« Dans la fascination qui descend d’un gros plan et pèse sur mille visages noués dans le même saisissement, sur mille âmes aimantées par la même émotion ; […] dans des images que l’œil ne sait former ni si grandes, ni si précises, ni si durables, ni si fugaces, on découvre l’essence du mystère cinématographique, le secret de la machine à hypnose : une nouvelle connaissance, un nouvel amour, une nouvelle possession du monde par les yeux. » Jean Epstein
Il y a deux hypnoses au cinéma. Celle qui est montrée, pour attester de façon explicite le lien entre les deux dispositifs de l’hypnose et du cinéma. Et celle qui est suggérée, induite dans le spectateur par le film même, et dont la première est un signe avéré.

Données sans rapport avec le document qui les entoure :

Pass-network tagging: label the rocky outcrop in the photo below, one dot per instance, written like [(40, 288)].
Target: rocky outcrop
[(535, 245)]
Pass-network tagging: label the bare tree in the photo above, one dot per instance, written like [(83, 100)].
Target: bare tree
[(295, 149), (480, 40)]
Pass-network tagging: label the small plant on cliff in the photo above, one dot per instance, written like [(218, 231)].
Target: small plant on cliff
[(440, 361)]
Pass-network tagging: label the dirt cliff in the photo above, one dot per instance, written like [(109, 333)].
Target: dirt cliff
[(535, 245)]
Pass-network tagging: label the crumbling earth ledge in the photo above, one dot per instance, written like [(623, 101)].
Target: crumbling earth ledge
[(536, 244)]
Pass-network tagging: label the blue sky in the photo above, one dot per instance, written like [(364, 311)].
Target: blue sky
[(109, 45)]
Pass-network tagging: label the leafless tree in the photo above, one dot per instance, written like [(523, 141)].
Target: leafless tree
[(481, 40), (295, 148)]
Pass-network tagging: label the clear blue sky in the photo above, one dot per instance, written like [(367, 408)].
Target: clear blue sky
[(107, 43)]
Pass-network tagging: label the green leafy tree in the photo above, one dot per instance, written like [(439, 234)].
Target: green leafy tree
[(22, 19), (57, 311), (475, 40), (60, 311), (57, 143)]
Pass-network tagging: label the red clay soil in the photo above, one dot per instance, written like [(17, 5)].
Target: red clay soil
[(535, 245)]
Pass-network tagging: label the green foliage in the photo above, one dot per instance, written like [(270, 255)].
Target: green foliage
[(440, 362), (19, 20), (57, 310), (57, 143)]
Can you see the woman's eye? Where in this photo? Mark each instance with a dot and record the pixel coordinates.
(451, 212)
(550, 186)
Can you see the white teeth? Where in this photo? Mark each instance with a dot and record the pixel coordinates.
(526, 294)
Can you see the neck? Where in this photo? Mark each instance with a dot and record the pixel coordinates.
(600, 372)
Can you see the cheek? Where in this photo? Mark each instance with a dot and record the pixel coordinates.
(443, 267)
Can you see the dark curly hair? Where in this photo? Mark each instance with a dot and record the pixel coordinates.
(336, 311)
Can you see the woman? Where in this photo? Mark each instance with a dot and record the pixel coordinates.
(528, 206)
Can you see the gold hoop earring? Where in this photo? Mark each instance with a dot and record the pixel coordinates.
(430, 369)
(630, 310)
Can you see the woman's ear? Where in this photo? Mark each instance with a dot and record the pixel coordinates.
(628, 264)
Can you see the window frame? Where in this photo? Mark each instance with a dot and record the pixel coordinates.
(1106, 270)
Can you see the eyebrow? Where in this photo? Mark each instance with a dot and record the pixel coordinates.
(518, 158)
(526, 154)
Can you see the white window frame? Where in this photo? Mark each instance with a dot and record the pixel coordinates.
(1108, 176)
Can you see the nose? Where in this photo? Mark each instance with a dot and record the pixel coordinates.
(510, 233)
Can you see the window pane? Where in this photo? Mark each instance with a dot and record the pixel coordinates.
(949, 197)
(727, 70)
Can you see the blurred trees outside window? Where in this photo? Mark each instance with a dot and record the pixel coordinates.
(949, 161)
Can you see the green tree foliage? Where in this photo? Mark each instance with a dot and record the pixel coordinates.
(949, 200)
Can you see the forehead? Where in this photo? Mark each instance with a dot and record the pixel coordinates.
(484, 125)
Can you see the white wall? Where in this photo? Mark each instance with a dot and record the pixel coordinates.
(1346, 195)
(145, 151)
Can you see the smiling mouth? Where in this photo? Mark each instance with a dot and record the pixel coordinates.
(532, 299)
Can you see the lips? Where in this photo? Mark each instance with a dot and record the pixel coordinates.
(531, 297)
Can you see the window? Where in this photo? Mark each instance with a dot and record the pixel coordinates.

On doit à deux psychanalystes américains, Lawrence R. Kubie et Sidney Margolin, une distinction susceptible, sinon d’expliquer, au moins d’éclairer un peu ce phénomène obscur qu’a toujours été et que demeure l’hypnose. Ils ont dégagé dans la relation hypnotique deux temps : le processus d’induction qui porte, par la fixation et la répétition, visuelles et verbales, le sujet vers un certain sommeil ; et l’état hypnotique proprement dit, dans lequel le sujet plus ou moins endormi retrouve un rapport de réalité, limité mais indiscutable, tant avec l’hypnotiseur qu’avec son environnement. Ils ont aussi montré que cet état énigmatique pouvait être induit en soumettant le sujet à l’influence de diverses machines, susceptibles de modifier son équilibre moteur et sensoriel. Si bien qu’on est conduit à comprendre l’état de cinéma comme un analogue de la situation d’hypnose, sitôt qu’on met en parallèle son dispositif avec l’hypnotiseur ou tout autre machine équivalente, et qu’on comprend la situation de cinéma comme une superposition des deux temps de l’hypnose : car le spectateur de cinéma, toujours porté vers un certain sommeil, ne s’endort cependant jamais ; et il est soumis d’emblée aussi bien que continuellement à ces suggestions singulières formées par les images et les sons du film. On sait aussi que si les sujets susceptibles d’être affectés par l’hypnose profonde sont limités en nombre, chacun peut l’être par une hypnose légère dont l’état de cinéma est ainsi une modalité parmi d’autres.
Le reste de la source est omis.